Arizona Republican lawmakers who want to require women seeking an abortion to answer a state-crafted set of questions about their motivation for ending a pregnancy say their aim is to gather information, not interfere in a woman’s personal health-care decision.
A bill, which passed the Arizona House Monday, was revised from what has already passed the state Senate.
The House changed the questions to be asked, according to reporting from Capitol Media Services, to whether the “abortion is elective, due to maternal or fetal health, whether the pregnancy is the result of rape or incest, whether the woman is a victim of sex trafficking or domestic violence and whether the woman is being ‘coerced into obtaining an abortion.’”
The Senate would have to approve the House changes for the bill to reach Gov. Doug Ducey’s desk.
Rep. Eddie Farnsworth, and other Republicans, emphasized the research-gathering explanation.
“What this bill is about is getting information,” he said.
Getting selective information is more like it.
The questions are less prurient than in the original Senate version — which included asking women if “relationship issues” like extramarital affairs contributed to seeking an abortion — but are still state interference in a personal medical decision.
The Republicans’ desire for information-gathering is limited, as well.
If the goal were to learn more about why women decide to end a pregnancy, then the Republicans should have had no problem expanding the list to more fully include possible contributing factors.
But they rejected a proposal from Rep. Daniel Hernandez, a Tucson-area Democrat, to add two questions: Did the woman lack access to affordable health care, and did she have access to “adequate comprehensive sex education.”
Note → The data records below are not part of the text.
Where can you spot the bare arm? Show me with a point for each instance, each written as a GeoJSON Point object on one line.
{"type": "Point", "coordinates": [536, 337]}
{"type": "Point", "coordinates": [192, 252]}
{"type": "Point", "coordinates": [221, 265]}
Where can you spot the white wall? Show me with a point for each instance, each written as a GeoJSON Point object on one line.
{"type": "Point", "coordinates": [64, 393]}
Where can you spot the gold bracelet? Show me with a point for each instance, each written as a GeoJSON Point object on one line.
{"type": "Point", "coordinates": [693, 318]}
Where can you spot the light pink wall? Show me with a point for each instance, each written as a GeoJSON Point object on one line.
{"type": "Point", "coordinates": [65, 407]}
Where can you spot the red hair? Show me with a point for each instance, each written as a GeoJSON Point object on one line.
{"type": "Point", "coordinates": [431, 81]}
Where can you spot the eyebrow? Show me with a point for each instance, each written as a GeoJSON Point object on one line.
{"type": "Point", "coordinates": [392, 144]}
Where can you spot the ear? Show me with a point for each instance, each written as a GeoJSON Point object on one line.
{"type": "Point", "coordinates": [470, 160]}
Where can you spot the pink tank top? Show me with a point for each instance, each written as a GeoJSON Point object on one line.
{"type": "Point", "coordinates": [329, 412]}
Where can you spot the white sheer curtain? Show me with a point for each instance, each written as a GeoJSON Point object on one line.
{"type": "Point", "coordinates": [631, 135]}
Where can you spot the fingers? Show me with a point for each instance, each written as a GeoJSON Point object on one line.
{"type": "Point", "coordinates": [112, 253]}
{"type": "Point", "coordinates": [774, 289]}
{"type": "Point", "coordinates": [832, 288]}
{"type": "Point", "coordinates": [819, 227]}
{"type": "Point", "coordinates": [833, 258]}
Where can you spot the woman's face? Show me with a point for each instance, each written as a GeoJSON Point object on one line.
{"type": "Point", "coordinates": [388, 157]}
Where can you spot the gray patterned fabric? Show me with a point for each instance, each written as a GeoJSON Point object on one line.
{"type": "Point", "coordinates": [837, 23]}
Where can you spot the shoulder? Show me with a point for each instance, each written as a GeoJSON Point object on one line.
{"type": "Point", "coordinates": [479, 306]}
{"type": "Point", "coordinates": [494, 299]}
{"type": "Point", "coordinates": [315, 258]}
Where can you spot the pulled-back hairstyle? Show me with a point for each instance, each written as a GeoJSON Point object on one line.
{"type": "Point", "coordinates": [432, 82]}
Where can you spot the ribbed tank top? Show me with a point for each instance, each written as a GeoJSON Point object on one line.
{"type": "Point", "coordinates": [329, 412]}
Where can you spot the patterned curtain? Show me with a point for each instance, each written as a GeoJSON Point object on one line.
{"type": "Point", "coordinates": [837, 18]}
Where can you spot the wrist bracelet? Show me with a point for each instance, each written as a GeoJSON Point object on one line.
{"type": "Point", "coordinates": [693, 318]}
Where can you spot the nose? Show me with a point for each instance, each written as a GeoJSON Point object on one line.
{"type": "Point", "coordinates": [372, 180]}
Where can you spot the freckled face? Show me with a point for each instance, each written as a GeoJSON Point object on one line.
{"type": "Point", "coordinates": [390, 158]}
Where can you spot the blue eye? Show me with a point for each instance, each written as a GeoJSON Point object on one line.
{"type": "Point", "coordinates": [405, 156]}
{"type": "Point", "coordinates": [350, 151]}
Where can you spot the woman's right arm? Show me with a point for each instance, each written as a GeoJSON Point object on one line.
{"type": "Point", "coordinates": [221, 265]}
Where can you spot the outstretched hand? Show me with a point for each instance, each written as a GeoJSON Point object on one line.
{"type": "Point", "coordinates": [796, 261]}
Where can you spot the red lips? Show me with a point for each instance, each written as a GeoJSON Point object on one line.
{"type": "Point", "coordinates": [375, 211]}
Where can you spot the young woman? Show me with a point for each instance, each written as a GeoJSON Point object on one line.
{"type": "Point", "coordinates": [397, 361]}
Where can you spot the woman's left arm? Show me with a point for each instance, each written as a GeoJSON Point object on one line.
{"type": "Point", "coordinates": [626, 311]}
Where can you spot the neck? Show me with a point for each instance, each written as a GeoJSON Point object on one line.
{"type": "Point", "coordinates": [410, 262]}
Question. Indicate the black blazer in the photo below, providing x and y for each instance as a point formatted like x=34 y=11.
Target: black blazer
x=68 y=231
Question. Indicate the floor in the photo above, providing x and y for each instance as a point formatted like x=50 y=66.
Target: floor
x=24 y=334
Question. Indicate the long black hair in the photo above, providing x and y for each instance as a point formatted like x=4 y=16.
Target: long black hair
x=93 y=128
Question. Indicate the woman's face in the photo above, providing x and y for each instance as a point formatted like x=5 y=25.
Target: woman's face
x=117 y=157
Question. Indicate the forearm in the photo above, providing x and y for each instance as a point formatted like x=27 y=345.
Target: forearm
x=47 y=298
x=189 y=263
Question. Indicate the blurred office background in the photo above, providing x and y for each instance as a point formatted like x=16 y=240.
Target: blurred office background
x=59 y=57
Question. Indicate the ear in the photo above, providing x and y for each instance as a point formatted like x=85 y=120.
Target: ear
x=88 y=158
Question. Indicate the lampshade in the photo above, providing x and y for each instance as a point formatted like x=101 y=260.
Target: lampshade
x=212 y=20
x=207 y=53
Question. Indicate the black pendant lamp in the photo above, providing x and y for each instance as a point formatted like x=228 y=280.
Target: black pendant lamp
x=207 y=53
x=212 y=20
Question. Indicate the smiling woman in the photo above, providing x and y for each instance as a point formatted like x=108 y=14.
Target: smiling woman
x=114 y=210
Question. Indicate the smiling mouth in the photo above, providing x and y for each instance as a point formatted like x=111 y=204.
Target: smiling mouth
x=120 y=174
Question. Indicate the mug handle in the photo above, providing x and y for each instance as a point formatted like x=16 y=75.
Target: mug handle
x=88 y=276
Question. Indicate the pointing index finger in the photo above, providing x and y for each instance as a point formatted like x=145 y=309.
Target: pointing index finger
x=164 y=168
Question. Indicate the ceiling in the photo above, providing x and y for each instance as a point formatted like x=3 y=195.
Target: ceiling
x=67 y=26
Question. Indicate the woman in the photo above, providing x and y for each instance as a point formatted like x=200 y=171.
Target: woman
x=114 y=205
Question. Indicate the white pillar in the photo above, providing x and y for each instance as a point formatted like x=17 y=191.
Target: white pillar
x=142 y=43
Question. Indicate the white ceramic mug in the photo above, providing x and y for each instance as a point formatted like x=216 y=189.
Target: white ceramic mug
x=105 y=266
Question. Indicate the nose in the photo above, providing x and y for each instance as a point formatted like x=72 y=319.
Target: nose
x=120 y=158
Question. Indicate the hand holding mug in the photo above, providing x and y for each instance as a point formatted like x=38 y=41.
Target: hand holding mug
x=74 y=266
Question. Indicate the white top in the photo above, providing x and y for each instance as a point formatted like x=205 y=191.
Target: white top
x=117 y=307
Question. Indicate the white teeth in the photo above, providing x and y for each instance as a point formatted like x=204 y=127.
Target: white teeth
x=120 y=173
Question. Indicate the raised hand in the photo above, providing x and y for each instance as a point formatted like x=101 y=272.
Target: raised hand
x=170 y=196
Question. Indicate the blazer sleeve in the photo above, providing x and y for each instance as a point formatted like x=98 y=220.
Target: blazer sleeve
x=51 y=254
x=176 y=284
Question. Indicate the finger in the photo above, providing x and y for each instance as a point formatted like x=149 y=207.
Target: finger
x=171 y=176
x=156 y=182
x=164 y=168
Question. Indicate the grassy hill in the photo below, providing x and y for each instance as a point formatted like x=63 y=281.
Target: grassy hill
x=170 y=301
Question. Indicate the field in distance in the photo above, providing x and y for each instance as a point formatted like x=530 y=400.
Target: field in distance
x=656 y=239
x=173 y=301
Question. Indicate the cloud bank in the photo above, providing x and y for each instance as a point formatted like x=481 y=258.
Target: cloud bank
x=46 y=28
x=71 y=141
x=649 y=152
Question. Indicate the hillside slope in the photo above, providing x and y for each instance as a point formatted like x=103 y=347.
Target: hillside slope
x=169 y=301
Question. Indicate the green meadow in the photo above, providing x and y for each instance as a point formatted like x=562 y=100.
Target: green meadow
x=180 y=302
Farnsworth’s response was a head-scratcher.
“Sex education is not a health-care issue. Having access to contraception is not a health-care issue,” he said.
“It’s a pre-health-care issue.”
This makes as much sense as telling a teenager to not bother wearing a seatbelt in the car — we’ll just think about that after you crash and are ejected from the vehicle.
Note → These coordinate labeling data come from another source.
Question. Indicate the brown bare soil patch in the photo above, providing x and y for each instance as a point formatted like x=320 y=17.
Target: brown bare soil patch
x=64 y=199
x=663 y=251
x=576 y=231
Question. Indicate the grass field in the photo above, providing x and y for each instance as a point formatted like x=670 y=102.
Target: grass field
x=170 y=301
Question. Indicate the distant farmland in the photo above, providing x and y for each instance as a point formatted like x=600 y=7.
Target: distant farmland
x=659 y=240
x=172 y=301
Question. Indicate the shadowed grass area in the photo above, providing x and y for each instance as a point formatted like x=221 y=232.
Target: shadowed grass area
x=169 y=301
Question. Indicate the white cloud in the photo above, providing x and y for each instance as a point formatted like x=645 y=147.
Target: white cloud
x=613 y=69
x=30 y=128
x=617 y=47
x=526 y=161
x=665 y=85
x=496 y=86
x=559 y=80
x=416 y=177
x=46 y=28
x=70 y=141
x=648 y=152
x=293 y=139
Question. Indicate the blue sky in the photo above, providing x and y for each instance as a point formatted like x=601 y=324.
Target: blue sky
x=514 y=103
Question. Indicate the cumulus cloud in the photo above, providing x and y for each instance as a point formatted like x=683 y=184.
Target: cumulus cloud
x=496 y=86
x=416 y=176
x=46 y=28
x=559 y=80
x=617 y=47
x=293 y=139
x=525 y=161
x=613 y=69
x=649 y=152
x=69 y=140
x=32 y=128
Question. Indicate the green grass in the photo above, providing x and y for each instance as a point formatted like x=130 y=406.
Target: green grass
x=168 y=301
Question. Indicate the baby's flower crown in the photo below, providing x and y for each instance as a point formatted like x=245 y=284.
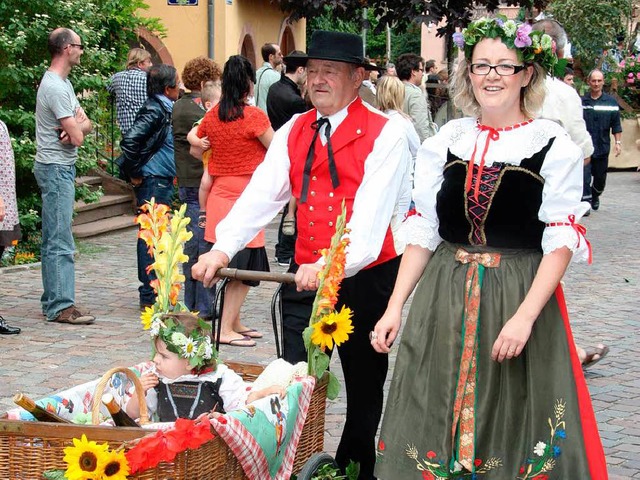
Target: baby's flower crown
x=196 y=346
x=532 y=46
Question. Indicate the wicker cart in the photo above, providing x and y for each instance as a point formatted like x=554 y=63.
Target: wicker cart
x=27 y=449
Arizona already places requirements on abortion services that other medical care doesn’t carry, including a waiting period, which can cause hardships for women living in areas without an abortion provider because they must travel for the procedure.
Farnsworth’s information-gathering explanation also falls short as a practical matter. It states that if a woman says yes to being the victim or rape, incest, sex-trafficking or domestic abuse, the hospital or facility must provide her with information about her right to report a crime to law enforcement, plus resources available, including a national human-trafficking resource hotline.
This bill does not specify how the information gathered would be used, nor does it address preventing unwanted pregnancies, preventing and prosecuting rape, incest and sex-trafficking. Farnsworth maintains the questions are about gathering information, but to what end?
Arizona does not require comprehensive or scientifically accurate health information in its public schools.
If Republicans were serious about reducing the number of abortions, they would embrace easily accessible contraception and accurate sex education — not a questionnaire.